While every state can boast of a rich heritage, Virginia is one of the leaders in preserving its historic past. This is especially true when it comes to any old house, building or piece of land that had significance during the Civil War.
The state's roads are dotted with historic markers describing events related to the war. And in more cases than not, they direct you to the birthplace of a famous general or the site of a battle or skirmish that happened nearby. Even after living in Virginia for most of my adult life, I still find myself slowing down to read the familiar silver signs.
Developers vs. preservationists
Over the years numerous developers have taken on local preservationists and found them to be just as passionate about their cause as their ancestors who fought in the war. Housing and commercial projects deemed to be too close to the Manassas and Chancellorsville battlefields were delayed for years and in some cases never approved.
However, along the way a few developers wised up and began taking the old adage to heart: "If you can't fight them, join them." A while back I wrote about how some new home builders are restoring historic old houses and making them centerpieces of their communities. The Taylor Hotel in Winchester is another good example of how historic preservation can be incorporated into new developments.

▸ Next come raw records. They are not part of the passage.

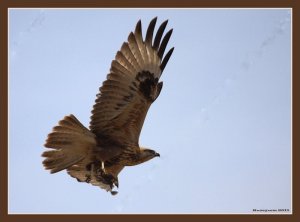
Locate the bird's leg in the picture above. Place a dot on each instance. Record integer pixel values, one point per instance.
(92, 171)
(102, 166)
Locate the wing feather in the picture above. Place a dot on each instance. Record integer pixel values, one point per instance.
(132, 85)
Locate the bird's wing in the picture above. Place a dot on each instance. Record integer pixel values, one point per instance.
(132, 85)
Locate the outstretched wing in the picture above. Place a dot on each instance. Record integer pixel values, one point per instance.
(131, 86)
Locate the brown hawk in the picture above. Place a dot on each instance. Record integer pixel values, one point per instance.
(97, 155)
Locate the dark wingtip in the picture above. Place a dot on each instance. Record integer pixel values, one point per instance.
(159, 34)
(150, 30)
(164, 43)
(138, 28)
(166, 59)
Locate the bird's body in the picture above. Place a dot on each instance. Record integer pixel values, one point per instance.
(97, 155)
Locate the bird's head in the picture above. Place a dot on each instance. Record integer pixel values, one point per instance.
(147, 154)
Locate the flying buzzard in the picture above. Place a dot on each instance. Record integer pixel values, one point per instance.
(97, 155)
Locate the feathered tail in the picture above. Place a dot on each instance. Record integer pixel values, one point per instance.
(71, 142)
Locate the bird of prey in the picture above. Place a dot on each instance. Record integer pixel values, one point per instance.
(98, 154)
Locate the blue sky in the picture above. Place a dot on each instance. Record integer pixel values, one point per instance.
(222, 123)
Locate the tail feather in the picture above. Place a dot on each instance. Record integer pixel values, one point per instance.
(71, 142)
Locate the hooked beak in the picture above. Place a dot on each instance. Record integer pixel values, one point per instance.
(116, 183)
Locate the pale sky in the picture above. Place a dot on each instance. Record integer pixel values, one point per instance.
(222, 123)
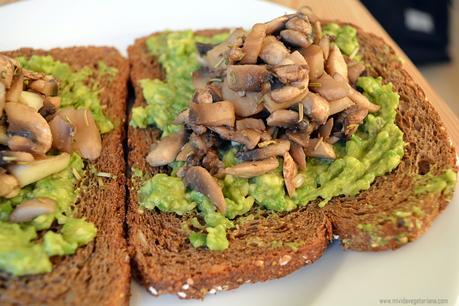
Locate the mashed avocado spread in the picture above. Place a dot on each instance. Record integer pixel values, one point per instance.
(26, 248)
(375, 149)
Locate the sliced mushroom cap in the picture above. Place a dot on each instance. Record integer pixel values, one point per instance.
(77, 129)
(31, 172)
(325, 46)
(273, 51)
(24, 120)
(330, 88)
(8, 67)
(47, 86)
(215, 114)
(336, 62)
(301, 138)
(288, 94)
(9, 186)
(30, 209)
(290, 171)
(17, 86)
(11, 157)
(299, 24)
(252, 168)
(314, 57)
(246, 77)
(339, 105)
(297, 153)
(2, 98)
(316, 107)
(253, 42)
(277, 148)
(250, 123)
(249, 138)
(362, 101)
(296, 38)
(244, 105)
(321, 149)
(166, 150)
(199, 179)
(290, 73)
(282, 118)
(276, 24)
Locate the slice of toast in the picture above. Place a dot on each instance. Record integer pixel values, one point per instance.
(377, 219)
(99, 273)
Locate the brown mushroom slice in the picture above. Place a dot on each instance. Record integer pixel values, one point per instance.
(182, 118)
(246, 77)
(314, 57)
(250, 123)
(47, 86)
(244, 105)
(320, 149)
(24, 120)
(297, 153)
(362, 101)
(296, 38)
(277, 148)
(7, 70)
(282, 118)
(2, 98)
(354, 70)
(325, 130)
(31, 99)
(166, 150)
(3, 136)
(272, 105)
(199, 179)
(336, 63)
(215, 114)
(78, 127)
(301, 138)
(253, 43)
(249, 138)
(339, 105)
(30, 209)
(290, 73)
(276, 24)
(252, 168)
(289, 170)
(330, 88)
(325, 46)
(28, 173)
(273, 51)
(299, 24)
(316, 107)
(9, 186)
(287, 94)
(7, 157)
(17, 86)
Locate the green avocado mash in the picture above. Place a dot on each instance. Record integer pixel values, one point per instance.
(73, 88)
(176, 52)
(21, 252)
(375, 149)
(346, 38)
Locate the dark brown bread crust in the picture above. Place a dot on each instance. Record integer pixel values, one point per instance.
(165, 262)
(99, 273)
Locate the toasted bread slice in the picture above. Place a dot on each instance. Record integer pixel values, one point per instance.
(99, 273)
(166, 263)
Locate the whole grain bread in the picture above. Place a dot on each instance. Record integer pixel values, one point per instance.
(166, 263)
(99, 273)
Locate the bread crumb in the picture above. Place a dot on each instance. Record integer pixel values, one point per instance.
(285, 260)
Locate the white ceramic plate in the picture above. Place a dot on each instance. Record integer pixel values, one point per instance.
(426, 269)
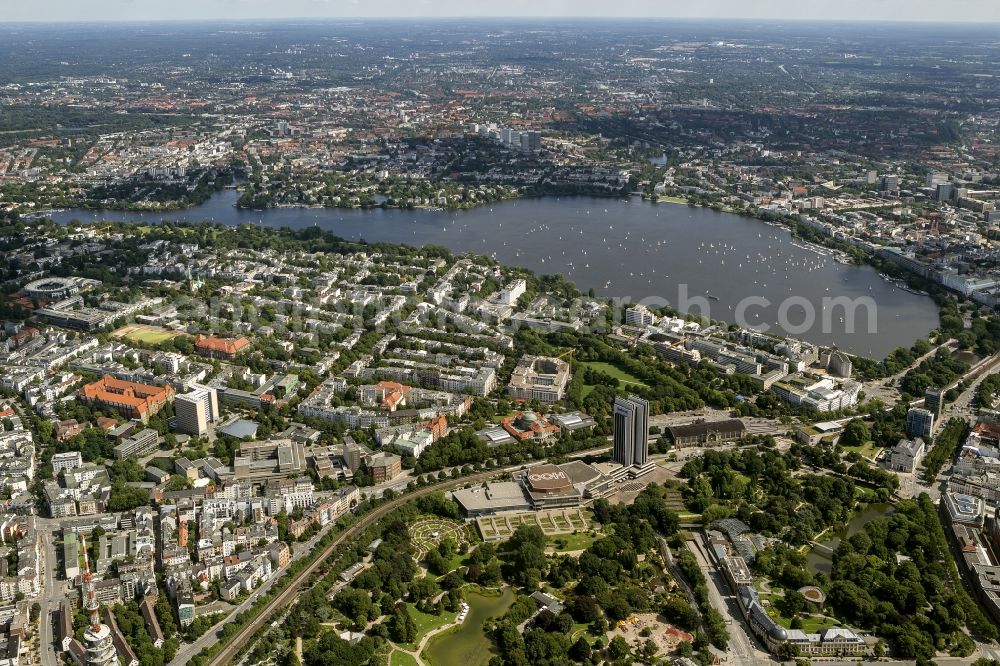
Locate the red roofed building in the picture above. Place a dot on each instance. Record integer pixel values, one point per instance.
(224, 348)
(529, 425)
(438, 427)
(131, 400)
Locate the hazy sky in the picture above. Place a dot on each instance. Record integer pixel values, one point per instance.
(125, 10)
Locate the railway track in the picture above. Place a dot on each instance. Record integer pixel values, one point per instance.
(245, 635)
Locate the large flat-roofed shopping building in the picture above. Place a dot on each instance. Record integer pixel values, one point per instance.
(492, 497)
(544, 486)
(539, 378)
(706, 433)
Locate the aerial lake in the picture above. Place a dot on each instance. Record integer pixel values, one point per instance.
(630, 249)
(468, 644)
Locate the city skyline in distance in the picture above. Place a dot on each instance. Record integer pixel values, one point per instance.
(977, 11)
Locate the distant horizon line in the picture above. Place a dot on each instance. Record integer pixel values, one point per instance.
(493, 17)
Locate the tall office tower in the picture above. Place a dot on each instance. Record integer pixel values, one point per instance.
(195, 410)
(531, 140)
(919, 422)
(97, 638)
(934, 402)
(631, 418)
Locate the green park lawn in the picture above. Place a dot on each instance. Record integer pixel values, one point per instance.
(398, 658)
(427, 623)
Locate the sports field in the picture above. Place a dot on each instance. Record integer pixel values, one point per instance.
(149, 335)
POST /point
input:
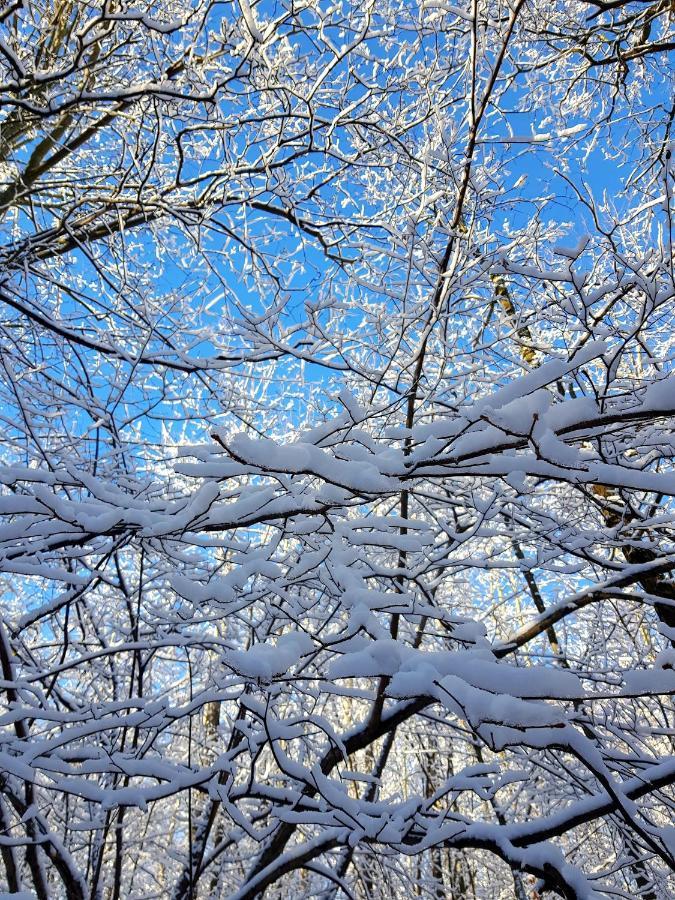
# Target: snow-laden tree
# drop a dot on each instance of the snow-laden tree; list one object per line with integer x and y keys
{"x": 337, "y": 399}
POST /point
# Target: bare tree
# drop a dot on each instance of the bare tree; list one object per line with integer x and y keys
{"x": 337, "y": 479}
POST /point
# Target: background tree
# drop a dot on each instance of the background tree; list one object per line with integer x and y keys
{"x": 337, "y": 539}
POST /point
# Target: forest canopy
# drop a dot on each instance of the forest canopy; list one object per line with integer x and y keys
{"x": 337, "y": 499}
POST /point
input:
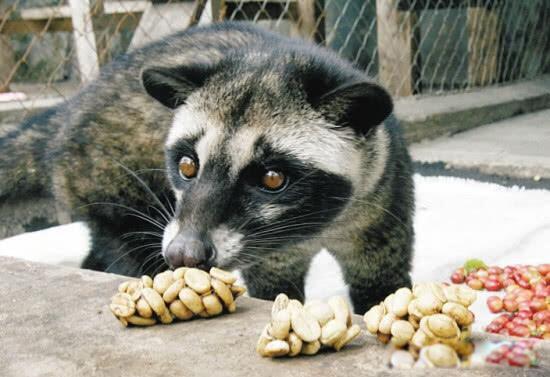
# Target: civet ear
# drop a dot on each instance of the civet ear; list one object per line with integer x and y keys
{"x": 172, "y": 85}
{"x": 360, "y": 105}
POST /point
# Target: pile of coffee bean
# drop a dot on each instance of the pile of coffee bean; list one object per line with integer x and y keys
{"x": 432, "y": 322}
{"x": 297, "y": 329}
{"x": 180, "y": 294}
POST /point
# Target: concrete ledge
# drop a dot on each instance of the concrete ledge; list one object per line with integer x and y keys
{"x": 515, "y": 147}
{"x": 15, "y": 112}
{"x": 434, "y": 116}
{"x": 55, "y": 321}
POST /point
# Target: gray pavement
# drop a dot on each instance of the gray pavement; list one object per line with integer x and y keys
{"x": 54, "y": 321}
{"x": 517, "y": 148}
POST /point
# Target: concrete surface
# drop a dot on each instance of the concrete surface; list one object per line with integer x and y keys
{"x": 54, "y": 321}
{"x": 517, "y": 147}
{"x": 427, "y": 117}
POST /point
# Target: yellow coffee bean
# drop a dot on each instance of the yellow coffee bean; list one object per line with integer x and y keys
{"x": 122, "y": 287}
{"x": 400, "y": 302}
{"x": 179, "y": 273}
{"x": 332, "y": 332}
{"x": 191, "y": 299}
{"x": 225, "y": 276}
{"x": 139, "y": 321}
{"x": 351, "y": 333}
{"x": 295, "y": 344}
{"x": 459, "y": 313}
{"x": 212, "y": 305}
{"x": 311, "y": 348}
{"x": 280, "y": 324}
{"x": 173, "y": 290}
{"x": 134, "y": 289}
{"x": 386, "y": 322}
{"x": 439, "y": 355}
{"x": 304, "y": 324}
{"x": 341, "y": 310}
{"x": 154, "y": 300}
{"x": 373, "y": 317}
{"x": 402, "y": 329}
{"x": 143, "y": 308}
{"x": 162, "y": 281}
{"x": 223, "y": 291}
{"x": 280, "y": 303}
{"x": 197, "y": 280}
{"x": 264, "y": 339}
{"x": 180, "y": 310}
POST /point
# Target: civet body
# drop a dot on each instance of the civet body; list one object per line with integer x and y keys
{"x": 288, "y": 150}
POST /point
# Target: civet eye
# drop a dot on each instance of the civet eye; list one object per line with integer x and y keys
{"x": 188, "y": 168}
{"x": 273, "y": 181}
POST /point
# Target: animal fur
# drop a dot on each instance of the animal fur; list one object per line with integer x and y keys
{"x": 236, "y": 97}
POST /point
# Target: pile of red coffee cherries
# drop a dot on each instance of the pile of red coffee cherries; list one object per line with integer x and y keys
{"x": 518, "y": 354}
{"x": 526, "y": 302}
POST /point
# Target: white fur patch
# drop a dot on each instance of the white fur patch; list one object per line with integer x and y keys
{"x": 272, "y": 211}
{"x": 325, "y": 278}
{"x": 208, "y": 145}
{"x": 170, "y": 232}
{"x": 227, "y": 244}
{"x": 65, "y": 245}
{"x": 187, "y": 123}
{"x": 241, "y": 148}
{"x": 317, "y": 144}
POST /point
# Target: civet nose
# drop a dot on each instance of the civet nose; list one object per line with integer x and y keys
{"x": 188, "y": 249}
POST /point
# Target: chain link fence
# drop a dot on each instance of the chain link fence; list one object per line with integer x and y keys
{"x": 50, "y": 48}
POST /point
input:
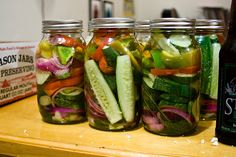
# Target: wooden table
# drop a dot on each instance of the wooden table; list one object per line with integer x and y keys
{"x": 23, "y": 133}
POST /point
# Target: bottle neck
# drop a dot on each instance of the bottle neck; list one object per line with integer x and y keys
{"x": 232, "y": 22}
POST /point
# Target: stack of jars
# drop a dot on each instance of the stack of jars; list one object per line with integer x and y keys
{"x": 149, "y": 70}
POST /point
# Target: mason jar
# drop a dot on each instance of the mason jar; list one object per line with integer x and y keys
{"x": 171, "y": 63}
{"x": 60, "y": 72}
{"x": 210, "y": 36}
{"x": 113, "y": 75}
{"x": 142, "y": 32}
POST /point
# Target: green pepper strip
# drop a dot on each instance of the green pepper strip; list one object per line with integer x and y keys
{"x": 118, "y": 46}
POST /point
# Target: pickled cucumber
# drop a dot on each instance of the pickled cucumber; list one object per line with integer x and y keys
{"x": 103, "y": 92}
{"x": 125, "y": 87}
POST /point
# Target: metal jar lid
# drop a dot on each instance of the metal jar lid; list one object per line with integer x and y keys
{"x": 112, "y": 23}
{"x": 142, "y": 25}
{"x": 209, "y": 25}
{"x": 64, "y": 25}
{"x": 172, "y": 23}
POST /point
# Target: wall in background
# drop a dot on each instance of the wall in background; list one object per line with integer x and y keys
{"x": 151, "y": 9}
{"x": 21, "y": 19}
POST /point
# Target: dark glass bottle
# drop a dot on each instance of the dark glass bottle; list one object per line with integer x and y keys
{"x": 226, "y": 111}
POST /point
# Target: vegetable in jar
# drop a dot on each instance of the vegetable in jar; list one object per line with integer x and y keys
{"x": 209, "y": 35}
{"x": 60, "y": 72}
{"x": 171, "y": 63}
{"x": 113, "y": 75}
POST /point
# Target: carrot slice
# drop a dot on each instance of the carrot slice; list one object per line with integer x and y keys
{"x": 162, "y": 72}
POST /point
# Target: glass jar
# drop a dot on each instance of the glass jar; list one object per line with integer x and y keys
{"x": 210, "y": 36}
{"x": 113, "y": 75}
{"x": 171, "y": 64}
{"x": 60, "y": 68}
{"x": 142, "y": 32}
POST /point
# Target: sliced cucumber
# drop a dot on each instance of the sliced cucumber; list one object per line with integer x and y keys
{"x": 102, "y": 92}
{"x": 125, "y": 87}
{"x": 207, "y": 52}
{"x": 42, "y": 76}
{"x": 181, "y": 40}
{"x": 215, "y": 70}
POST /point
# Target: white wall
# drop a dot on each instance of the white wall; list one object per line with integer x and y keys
{"x": 22, "y": 19}
{"x": 151, "y": 9}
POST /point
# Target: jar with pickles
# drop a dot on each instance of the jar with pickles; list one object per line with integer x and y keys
{"x": 171, "y": 63}
{"x": 113, "y": 75}
{"x": 60, "y": 72}
{"x": 210, "y": 36}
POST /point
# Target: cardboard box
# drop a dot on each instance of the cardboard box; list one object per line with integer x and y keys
{"x": 17, "y": 70}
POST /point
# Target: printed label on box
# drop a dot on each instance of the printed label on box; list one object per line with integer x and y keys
{"x": 17, "y": 71}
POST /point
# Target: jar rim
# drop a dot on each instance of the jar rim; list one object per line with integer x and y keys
{"x": 172, "y": 23}
{"x": 142, "y": 25}
{"x": 53, "y": 25}
{"x": 209, "y": 24}
{"x": 112, "y": 22}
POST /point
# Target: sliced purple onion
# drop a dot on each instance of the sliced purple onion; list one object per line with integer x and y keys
{"x": 152, "y": 120}
{"x": 178, "y": 112}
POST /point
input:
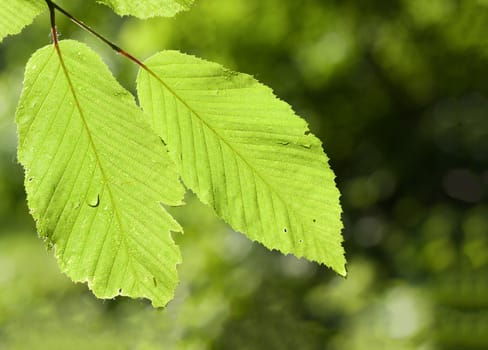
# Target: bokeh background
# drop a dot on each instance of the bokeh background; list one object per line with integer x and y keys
{"x": 398, "y": 92}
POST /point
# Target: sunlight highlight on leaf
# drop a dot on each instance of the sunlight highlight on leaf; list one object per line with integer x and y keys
{"x": 245, "y": 153}
{"x": 148, "y": 8}
{"x": 95, "y": 176}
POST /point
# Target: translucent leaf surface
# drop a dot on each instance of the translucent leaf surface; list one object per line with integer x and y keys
{"x": 247, "y": 154}
{"x": 148, "y": 8}
{"x": 95, "y": 176}
{"x": 16, "y": 14}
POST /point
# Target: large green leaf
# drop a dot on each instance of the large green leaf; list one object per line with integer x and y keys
{"x": 16, "y": 14}
{"x": 148, "y": 8}
{"x": 95, "y": 176}
{"x": 247, "y": 154}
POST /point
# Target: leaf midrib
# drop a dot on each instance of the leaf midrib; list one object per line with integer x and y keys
{"x": 203, "y": 121}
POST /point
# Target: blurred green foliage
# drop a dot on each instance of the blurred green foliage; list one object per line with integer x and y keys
{"x": 398, "y": 92}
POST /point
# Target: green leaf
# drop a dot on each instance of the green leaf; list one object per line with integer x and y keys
{"x": 148, "y": 8}
{"x": 16, "y": 14}
{"x": 95, "y": 174}
{"x": 246, "y": 153}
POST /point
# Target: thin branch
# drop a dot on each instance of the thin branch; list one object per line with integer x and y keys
{"x": 53, "y": 6}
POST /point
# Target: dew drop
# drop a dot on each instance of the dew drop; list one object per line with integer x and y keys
{"x": 93, "y": 201}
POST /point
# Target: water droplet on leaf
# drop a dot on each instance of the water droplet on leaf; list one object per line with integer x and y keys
{"x": 93, "y": 201}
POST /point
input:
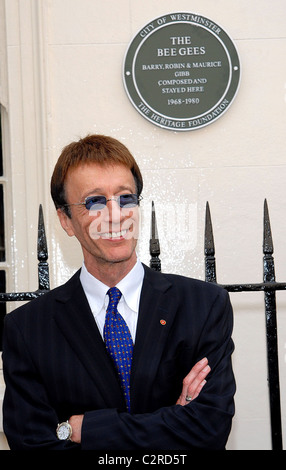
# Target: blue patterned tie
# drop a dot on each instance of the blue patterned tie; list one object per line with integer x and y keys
{"x": 118, "y": 342}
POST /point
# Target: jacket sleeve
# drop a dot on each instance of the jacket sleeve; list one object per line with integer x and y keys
{"x": 29, "y": 421}
{"x": 204, "y": 423}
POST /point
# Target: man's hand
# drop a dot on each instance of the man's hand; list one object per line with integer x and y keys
{"x": 194, "y": 382}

Using historic preservation to move into the future
If the Taylor Hotel's walls' could talk, they would surely have a tale to tell. According to the City of Winchester's website, the structure was built in 1848 and served as a headquarters for General Stonewall Jackson during the early stages of the Civil War. In 1862 and 1864, the hotel's rooms housed the wounded from both sides of the conflict after nearby battles. Supposedly, John Marshall, Henry Clay, and Daniel Webster also enjoyed the inn's hospitality.
However, the structure fell on hard times during recent decades. Void of tenants since 2004, a partial roof collapse in 2007 led the city to condemn the building in 2010. The hotel's fate was discussed by city officials and for some, complete demolition seemed the best option.
The area's historic preservationists thought otherwise. Working with the city's Economic Development Authority a plan was formulated to save the old structure. Using historic tax credits, federal and state grants, and private investment, the Taylor Hotel is undergoing a complete restoration.
What will it be when the project is complete? The building will have retail outlets and restaurants on the first several floors and luxury apartments on the upper levels. A pub is planned for a portion of the basement. Developers, city officials, and preservationists are working together to save the Taylor Hotel -- a building significant in Virginia's history -- for future generations.